11.54am Two paramedics have been struck off after refusing to take a dying woman to hospital The Times reports. The Health and Care Professions Council heard that had Sarah Thomas been taken to hospital a simple injection would have saved her life.

The paramedics, who were working for the Welsh Ambulance Service Trust, then fabricated a record to try and cover-up their failure to take action.

11.37am Pharmacies should be able to offer basic medical treatment like flu jabs or diabetes care to relieve the pressure on GPs, an MP has said.

Tory Ben Gummer (Ipswich) said Britain was behind other countries in Europe when it came to pharmacies offering additional services, pointing out that only one in 10 clinical commissioning groups (CCGs) contract the chemist to offer treatment.

Mr Gummer partly blamed it on a state bureaucracy that would “make the North Korean government proud”.

11.32am Editor-in-Chief Alastair McLellan tweets about the exclusive HSJ broke yesterday on an extra £150m for A&Es

“Shame on the BBC for ripping off @sophieevebarnes A&E exclusive without credit bbc.co.uk/news/health-25… & hsj.co.uk/news/acute-car… #expectbetter

11.16amAvoidable’ emergency admissions are increasing among the elderly according to the Care Quality Commission’s State of Care report. The figures show that more than half a million people aged 65 and over were admitted as an emergency to hospital with potentially avoidable conditions in the last year and almost one in ten aged 75 and over were avoidable emergency admissions.

The number of ‘avoidable’ emergency admissions varies with some parts of the country managing better than others.

10.45am Middle-aged people who live through recessions are more likely to have slower brains in later life according to the findings of a study reported in The Times. The study looked at 12,000 people aged 50-74 in eleven European countries and the results were published in the Journal of Epidemiology and Community Health.

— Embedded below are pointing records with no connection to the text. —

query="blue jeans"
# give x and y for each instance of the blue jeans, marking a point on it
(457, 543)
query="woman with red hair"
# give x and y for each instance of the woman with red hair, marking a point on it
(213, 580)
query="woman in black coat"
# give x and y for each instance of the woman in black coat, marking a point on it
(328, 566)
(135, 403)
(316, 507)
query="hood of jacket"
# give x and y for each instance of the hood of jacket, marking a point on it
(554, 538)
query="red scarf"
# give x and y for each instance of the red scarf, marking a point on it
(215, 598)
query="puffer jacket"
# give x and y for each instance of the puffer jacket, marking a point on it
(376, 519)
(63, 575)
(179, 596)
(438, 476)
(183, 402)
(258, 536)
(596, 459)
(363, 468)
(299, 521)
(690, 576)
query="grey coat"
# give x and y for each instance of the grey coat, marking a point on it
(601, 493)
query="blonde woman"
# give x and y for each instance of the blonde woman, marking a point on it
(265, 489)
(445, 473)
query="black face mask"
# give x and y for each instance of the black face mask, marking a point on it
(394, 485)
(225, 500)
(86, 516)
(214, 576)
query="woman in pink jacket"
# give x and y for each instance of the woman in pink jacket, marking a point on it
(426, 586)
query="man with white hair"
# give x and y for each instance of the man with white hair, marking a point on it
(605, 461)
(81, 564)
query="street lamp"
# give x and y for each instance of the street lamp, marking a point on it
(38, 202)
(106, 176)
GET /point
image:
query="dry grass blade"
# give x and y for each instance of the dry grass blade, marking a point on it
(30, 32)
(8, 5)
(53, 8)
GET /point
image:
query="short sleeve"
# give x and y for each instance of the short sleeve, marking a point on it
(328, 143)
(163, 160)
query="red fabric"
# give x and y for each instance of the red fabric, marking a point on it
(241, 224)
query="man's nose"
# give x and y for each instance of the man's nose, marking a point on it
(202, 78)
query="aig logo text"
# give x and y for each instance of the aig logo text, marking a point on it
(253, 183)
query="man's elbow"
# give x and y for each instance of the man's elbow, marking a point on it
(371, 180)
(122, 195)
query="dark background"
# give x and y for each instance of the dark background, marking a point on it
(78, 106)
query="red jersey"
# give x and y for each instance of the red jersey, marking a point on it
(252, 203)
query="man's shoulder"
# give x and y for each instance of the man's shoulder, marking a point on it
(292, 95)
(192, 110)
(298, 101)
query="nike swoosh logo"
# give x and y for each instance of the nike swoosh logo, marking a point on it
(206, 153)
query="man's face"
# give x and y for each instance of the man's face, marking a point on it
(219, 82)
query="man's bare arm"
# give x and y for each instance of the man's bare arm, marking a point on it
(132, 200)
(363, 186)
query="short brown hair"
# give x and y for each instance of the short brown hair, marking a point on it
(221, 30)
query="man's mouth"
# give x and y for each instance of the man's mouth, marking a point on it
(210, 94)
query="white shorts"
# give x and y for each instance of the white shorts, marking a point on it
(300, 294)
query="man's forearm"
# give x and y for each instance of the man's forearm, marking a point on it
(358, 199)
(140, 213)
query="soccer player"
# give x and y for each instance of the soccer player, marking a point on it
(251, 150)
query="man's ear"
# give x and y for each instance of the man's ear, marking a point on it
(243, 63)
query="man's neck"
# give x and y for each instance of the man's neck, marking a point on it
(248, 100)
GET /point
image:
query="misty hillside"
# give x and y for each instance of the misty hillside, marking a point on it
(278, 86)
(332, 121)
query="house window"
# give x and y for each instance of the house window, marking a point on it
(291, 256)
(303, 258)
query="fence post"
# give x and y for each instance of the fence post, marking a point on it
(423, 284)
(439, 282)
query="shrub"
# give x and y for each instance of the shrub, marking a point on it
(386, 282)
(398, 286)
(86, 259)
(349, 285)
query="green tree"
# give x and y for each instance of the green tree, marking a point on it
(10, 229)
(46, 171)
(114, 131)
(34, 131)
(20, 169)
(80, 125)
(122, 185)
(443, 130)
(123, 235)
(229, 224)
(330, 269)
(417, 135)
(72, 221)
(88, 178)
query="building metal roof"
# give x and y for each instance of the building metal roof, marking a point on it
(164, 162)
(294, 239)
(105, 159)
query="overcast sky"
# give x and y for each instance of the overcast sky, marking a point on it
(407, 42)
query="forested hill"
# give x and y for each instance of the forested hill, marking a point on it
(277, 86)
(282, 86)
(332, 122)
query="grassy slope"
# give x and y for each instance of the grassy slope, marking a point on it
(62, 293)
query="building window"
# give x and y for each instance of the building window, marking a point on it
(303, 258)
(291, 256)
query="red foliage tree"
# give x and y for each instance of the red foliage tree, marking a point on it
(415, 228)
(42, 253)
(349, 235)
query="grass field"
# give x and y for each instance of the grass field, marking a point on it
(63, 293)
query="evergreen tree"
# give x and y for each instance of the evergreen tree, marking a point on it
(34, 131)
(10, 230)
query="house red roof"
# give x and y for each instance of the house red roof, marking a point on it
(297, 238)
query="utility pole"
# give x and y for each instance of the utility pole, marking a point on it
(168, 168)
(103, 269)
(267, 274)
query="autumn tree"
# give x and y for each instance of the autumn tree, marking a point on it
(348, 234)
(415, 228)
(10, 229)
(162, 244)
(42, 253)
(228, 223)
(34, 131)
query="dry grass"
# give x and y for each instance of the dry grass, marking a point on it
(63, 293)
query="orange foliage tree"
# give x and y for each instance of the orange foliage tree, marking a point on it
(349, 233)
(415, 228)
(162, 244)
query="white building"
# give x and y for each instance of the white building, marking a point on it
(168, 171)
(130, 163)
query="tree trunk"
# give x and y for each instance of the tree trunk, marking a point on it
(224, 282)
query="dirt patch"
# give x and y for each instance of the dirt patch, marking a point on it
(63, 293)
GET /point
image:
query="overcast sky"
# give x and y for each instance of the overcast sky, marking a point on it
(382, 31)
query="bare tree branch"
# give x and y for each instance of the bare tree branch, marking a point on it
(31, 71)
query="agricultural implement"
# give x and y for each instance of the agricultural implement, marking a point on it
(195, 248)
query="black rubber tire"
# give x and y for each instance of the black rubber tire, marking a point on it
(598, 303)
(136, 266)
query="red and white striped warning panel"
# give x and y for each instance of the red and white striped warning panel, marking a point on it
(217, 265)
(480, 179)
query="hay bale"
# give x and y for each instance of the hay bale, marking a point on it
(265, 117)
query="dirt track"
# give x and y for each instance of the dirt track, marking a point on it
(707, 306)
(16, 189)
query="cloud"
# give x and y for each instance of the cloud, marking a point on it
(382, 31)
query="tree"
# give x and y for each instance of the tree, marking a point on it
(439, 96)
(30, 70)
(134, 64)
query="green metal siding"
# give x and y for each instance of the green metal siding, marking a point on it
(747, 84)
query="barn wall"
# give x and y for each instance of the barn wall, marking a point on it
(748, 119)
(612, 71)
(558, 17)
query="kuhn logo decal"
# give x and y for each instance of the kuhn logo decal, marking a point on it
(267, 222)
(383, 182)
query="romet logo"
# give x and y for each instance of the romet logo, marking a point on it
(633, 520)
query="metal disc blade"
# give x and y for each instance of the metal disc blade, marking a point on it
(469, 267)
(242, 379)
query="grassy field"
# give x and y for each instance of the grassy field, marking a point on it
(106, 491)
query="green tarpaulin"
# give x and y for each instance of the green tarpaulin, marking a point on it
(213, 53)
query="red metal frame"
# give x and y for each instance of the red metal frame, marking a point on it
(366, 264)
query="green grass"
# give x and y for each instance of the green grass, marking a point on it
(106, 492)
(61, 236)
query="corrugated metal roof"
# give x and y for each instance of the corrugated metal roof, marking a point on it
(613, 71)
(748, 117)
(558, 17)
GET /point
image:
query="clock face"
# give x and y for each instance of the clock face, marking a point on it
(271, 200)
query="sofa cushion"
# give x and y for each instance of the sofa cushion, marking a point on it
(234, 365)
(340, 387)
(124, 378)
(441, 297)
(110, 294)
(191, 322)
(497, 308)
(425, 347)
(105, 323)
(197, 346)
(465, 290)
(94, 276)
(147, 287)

10.34am The NHS in England wasted more than £40m last year by paying too much for its energy and water, the TaxPayers’ Alliance pressure group has claimed.

Money spent on excessive utility bills could have paid the salaries of more than 1,350 extra nurses, the right-wing campaigning group said.

The NHS in England spent more than £630m on energy and £80m on water 2012-13.

10.28am The National Aids Trust is calling for councils to offer regular HIV testing in response to Public Health England’s new figures on the number of people living with the infection unaware.

Chief Executive Deborah Jack said: “In April 2012 local councils were given the responsibility for HIV prevention and testing. These figures are a wake-up call. Local councils must urgently address how and where HIV testing is offered in their local area. This must include requiring sexual health clinics to always offer an HIV test to undiagnosed clinic attendees. Unless they do so we will continue to see the numbers of HIV diagnoses rise.”

10.11am Around a fifth of people living with HIV in the UK are unaware of their infection according to new figures from Public Health England published today. The figures also show that 47 per cent of the 6,360 people newly diagnosed with HIV in 2012 were identified late. New HIV diagnoses among men who have sex with men also reached an all-time high, with 3,250 cases in 2012.

A small decline in the numbers of people living with the infection unaware was seen but PHE is calling for a greater decrease as early diagnosis and treatment can mean a near-normal lifespan.

Professor Kevin Fenton, PHE’s Health and Wellbeing Director, said: “National HIV Testing Week is a great opportunity to alert people to the benefits of testing – for individuals and for the UK’s public health. PHE is urging members of the public, clinicians, commissioners and community leaders to support and engage with the campaign.”